I have a data frame that looks like this:
df <- data.frame(
Logical = c(TRUE,FALSE,FALSE,FALSE,FALSE,FALSE),
A = c(1,2,3,2,3,1),
B = c(1,0.05,0.80,0.05,0.80,1),
C = c(1,10.80,15,10.80,15,1))
Which looks like:
Logical A B C
1 TRUE 1 1.00 1.0
2 FALSE 2 0.05 10.8
3 FALSE 3 0.80 15.0
4 FALSE 2 0.05 10.8
5 FALSE 3 0.80 15.0
6 FALSE 1 1.00 1.0
I want to add a new variable, D
, which is an integer based on the following rules: either a 0
if df$Logical
is TRUE
, or an integer that is the same for all rows of variables A
, B
and C
that are approximately (because they are doubles, so within a floating point margin of error) equal, starting at 1
.
The expected output here:
Logical A B C D
1 TRUE 1 1.00 1.0 0
2 FALSE 2 0.05 10.8 1
3 FALSE 3 0.80 15.0 2
4 FALSE 2 0.05 10.8 1
5 FALSE 3 0.80 15.0 2
6 FALSE 1 1.00 1.0 3
First row gets 0
because Logical
is TRUE
, second and fourth row get 1
because the variables A
, B
and C
are approximately equal there, same for second and fifth row. Row six gets a 3
because it is the next unique row. Note that the order of integers assigned in D
is irrelevant except for the 0
. e.g., rows 2 and 4 could also be assigned 2
as long as this integer is unique in the other cases of D
.
I have considered using aggregating functions. For example using ddply
:
library("plyr")
df$foo <- 1:nrow(df)
foo <- dlply(df,.(A,B,C),'[[',"foo")
df$D <- 0
for (i in 1:length(foo)) df$D[foo[[i]]] <- i
df$D[df$Logical] <- 0
works, but I am not sure how well this will do with floating point errors (I guess I could round the values here before this call and it should be quite stable though).
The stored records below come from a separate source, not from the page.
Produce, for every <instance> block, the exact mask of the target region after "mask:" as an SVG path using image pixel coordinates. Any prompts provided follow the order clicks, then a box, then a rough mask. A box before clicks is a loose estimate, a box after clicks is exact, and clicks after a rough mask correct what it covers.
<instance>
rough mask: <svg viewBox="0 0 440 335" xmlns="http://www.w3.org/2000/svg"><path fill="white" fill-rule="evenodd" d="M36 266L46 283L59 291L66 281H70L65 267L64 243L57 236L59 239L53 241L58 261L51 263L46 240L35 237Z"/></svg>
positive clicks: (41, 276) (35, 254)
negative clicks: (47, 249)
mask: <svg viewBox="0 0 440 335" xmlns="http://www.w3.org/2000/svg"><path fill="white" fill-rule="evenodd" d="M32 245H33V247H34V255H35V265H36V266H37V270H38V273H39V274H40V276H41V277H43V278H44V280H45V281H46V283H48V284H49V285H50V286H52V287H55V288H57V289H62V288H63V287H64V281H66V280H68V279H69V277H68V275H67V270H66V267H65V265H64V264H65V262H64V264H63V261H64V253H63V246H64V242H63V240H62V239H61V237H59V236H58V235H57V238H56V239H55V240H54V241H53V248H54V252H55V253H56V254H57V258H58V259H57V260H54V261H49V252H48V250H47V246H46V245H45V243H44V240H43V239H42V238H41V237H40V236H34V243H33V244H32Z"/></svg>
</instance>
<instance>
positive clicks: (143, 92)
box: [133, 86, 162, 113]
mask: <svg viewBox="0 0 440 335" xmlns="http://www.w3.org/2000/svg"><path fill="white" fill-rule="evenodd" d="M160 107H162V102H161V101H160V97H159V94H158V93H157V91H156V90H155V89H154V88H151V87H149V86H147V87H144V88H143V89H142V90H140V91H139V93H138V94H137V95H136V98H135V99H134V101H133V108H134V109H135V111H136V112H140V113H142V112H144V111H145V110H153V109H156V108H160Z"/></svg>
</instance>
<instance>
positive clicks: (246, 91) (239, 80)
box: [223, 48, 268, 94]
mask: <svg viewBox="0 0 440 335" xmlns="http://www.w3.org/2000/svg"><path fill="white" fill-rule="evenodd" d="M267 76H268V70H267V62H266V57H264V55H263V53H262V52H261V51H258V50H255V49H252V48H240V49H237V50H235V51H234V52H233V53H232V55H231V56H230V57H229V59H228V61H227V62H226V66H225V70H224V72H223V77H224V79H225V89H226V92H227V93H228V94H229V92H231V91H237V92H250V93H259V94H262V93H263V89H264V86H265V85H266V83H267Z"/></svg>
With a loop it is quite easy:
df$D <- 0
c <- 1
for (i in 1:nrow(df))
{
if (!isTRUE(df$Logical[i]) & df$D[i]==0)
{
par <- sapply(1:nrow(df),function(j)!df$Logical[j]&isTRUE(all.equal(unlist(df[j,c("A" ,"B", "C")]),unlist(df[i,c("A" ,"B", "C")]))))
df$D[par] <- c
c <- c+1
}
}
but this is very slow for larger data frames.